Pages are inherrently not per-process, they are global. A page does not
necessarily belong to a process. An anonymous page can be shared. We are
operating on pages in the end of the day.

I think you are confusing the per-process file interface with the core
mechanism. The core mechanism always operations on physical PAGES.


> That would be doable with existing idle page tracking feature and that's
> the one of reasons page idle tracking was born(e.g. even, page cache
> for non-mapped) unlike clear_refs.

I think you are misunderstanding the patch, the patch does not want to change
the core mechanism. That is a bit out of scope for the patch. Page
idle-tracking at the core of it looks at PTE of all processes. We are just
using the VFN (virtual frame) interface to skip the need for separate pagemap
look up -- that's it.


> Once we create a new interface by per-process, just checking the process
> -granuariy access check sounds more reasonable to me.

It sounds reasonable but there is no reason to not do the full and proper
page tracking for now, including shared pages. Otherwise it makes it
inconsistent with the existing mechanism and can confuse the user about what
to expect (especially for shared pages).


> With that, we could catch only idle pages of the target process even though
> the page was touched by several other processes.
> If the user want to know global level access point, they could use
> exisint interface(If there is a concern(e.g., security) to use existing
> idle page tracking, let's discuss it as other topic how we could make
> existing feature more useful).
>
> IOW, my point is that we already have global access check(1. from ptes
> among several processes, 2. from page flag for non-mapped pages) feature
> from from existing idle page tracking interface and now we are about to create
> new interface for per-process wise so I wanted to create a particular
> feature which cannot be covered by existing iterface.

Yes, it sounds like you want to create a different feature.
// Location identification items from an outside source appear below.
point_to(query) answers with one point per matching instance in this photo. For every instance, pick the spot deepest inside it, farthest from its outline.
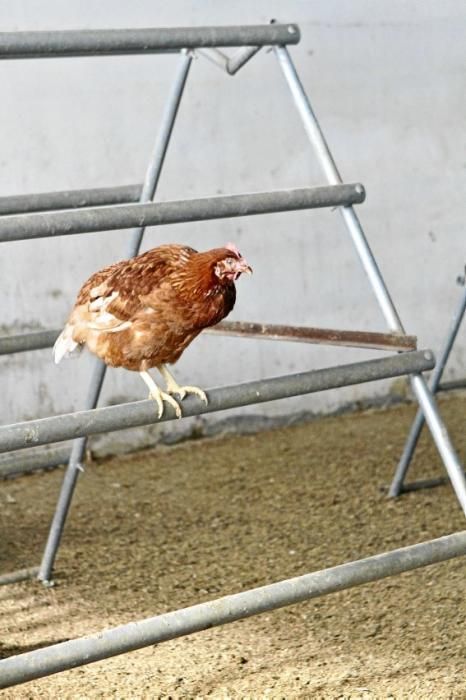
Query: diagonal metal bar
(105, 42)
(397, 484)
(91, 422)
(88, 220)
(98, 373)
(418, 383)
(135, 635)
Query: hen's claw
(181, 391)
(159, 397)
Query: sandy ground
(173, 526)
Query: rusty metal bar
(320, 336)
(245, 329)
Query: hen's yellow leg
(160, 396)
(181, 391)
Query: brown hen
(144, 312)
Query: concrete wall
(386, 80)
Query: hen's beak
(244, 267)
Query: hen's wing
(118, 289)
(112, 297)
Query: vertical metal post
(98, 373)
(418, 423)
(418, 383)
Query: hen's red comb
(233, 248)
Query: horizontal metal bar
(69, 199)
(105, 42)
(424, 484)
(38, 340)
(19, 575)
(230, 64)
(72, 425)
(451, 385)
(246, 329)
(135, 635)
(321, 336)
(27, 226)
(13, 464)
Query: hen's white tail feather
(65, 345)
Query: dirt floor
(166, 528)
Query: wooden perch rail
(321, 336)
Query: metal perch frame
(397, 485)
(135, 635)
(112, 208)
Then that can be
a follow-up different patch, and that is out of scope for this patch.


> > (2) It makes it inconsistent with other idle page tracking mechanism. I
>
> That's the my comment to create different idle page tracking we couldn't
> do with existing interface.

Yes, sure. But that can be a different patch and we can weigh the benefits of
it at that time. I don't want to introduce a new page tracking mechanism, I
am just trying to reuse the existing one.


> > prefer if post per-process. At the heart of it, the tracking is always at the
>
> What does it mean "post per-process"?

Sorry it was a typo, I meant "the core mechanism should not be a per-process
one, but a global one". We are just changing the interface in this patch, we
are not changing the existing core mechanism. That gives us all the benefits
of the existing code such as non-interference with page reclaim code, without
introducing any new bugs. By the way I did fix a bug in the existing original
code as well!


> > physical page level -- I feel that is how it should be. Other drawback, is
> > also we have to document this subtlety.
>
> Sorry, Could you elaborate it a bit?

I meant, with a new mechanism as the one you are proposing, we have to
document that now shared pages will not be tracked properly. That is a
'subtle difference' and will have to be documented appropriated in the
'internals' section of the idle page tracking document.

thanks,

- Joel